“The science is clear that vaccines dramatically protect children against a number of infections and dangerous diseases,” the governor said. “While it’s true that no medical intervention is without risk, the evidence shows that immunization powerfully benefits and protects the community.”
Those were strong words. Too bad it wasn’t our governor who said them. Instead, it was California Gov. Jerry Brown, who signed a bill that will bar unvaccinated children from coming to school unless there is a medical reason for their not having been immunized.
A much weaker bill in Maine – which would have allowed parents to opt out for “philosophical” reasons only if they consulted with a physician – was vetoed by Gov. LePage.
The governor and the Legislature missed an opportunity to strengthen the best way science has to protect children from life-threatening diseases. Instead, Maine will keep its place as one of the states with the most lax protections and highest rates of unvaccinated children.
In an unusually wishy-washy veto statement, LePage said parents should have their children immunized, but that parents should also have the choice not to do so.
If children should be vaccinated because vaccines save lives, then why should it be a matter of choice? What about seat belts or flotation devices? Should those be a matter of choice, too? The governor is not saying.
This year, Vermont passed a law getting rid of its philosophical exemption for those who want to opt out of vaccination. That state’s governor was less nuanced than ours.
“Vaccines work, and parents should get their kids vaccinated,” Gov. Peter Shumlin said. There was no “but” to that statement.
Because the veto of the Maine bill failed to get a two-thirds vote to override in the House last Tuesday, the bill will be put on the shelf until 2017. Hopefully, the cost of waiting won’t be too great.

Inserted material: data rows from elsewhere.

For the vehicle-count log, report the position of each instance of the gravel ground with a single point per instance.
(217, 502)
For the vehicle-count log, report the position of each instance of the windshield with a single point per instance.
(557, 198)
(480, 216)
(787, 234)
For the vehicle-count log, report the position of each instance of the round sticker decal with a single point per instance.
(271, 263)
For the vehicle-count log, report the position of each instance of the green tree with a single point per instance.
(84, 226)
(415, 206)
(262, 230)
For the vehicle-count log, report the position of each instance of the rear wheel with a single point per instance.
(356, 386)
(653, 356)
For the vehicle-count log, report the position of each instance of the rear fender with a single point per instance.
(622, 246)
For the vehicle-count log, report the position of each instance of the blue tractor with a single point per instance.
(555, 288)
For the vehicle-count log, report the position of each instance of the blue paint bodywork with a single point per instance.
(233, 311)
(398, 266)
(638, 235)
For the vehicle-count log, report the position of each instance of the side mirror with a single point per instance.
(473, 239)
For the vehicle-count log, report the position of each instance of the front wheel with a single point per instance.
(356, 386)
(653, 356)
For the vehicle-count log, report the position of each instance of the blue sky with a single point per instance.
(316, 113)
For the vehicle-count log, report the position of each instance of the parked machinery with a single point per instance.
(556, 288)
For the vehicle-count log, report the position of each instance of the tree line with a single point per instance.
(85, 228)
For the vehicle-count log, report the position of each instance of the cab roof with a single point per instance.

Maine will remain one of the minority of states that allow parents to opt out of vaccinating their children without a medical or religious reason. The “philosophical” exemption comes not from philosophy – the study of ideas – but from a deep distrust of government and official sources of information.
The overwhelming body of scientific research, such as the studies that debunked the alleged link between vaccines and autism, is rejected by the opponents, because they deem it to be propaganda created by the pharma- cuetical industry.
Outlier studies and anecdotal observations that support the anti-vaccine argument are elevated to the status of scientific fact.
The positions won’t be reconciled with more information. This is an argument that neither side will win on points.
Maine officials should do what California’s did – look at the overwhelming body of evidence and make the vaccination of healthy children a requirement of public school enrollment, knowing that a disease outbreak poses more danger to the community than the rare adverse effects that can result from vaccination, as with any medical intervention.
Until Maine does that, children who can’t be vaccinated will be at the mercy of children whose parents choose not to believe a significant body of the evidence. It hardly seems fair to say that the children with suppressed immunity systems should have to stay home.
It would be much more reasonable to say that the family of a healthy child that chooses not to vaccinate should also choose not to go to a public school.
Gov. LePage has a long list of errors in judgment to his credit this legislative session, but over time, not allowing this bill to become law may prove to be the most costly.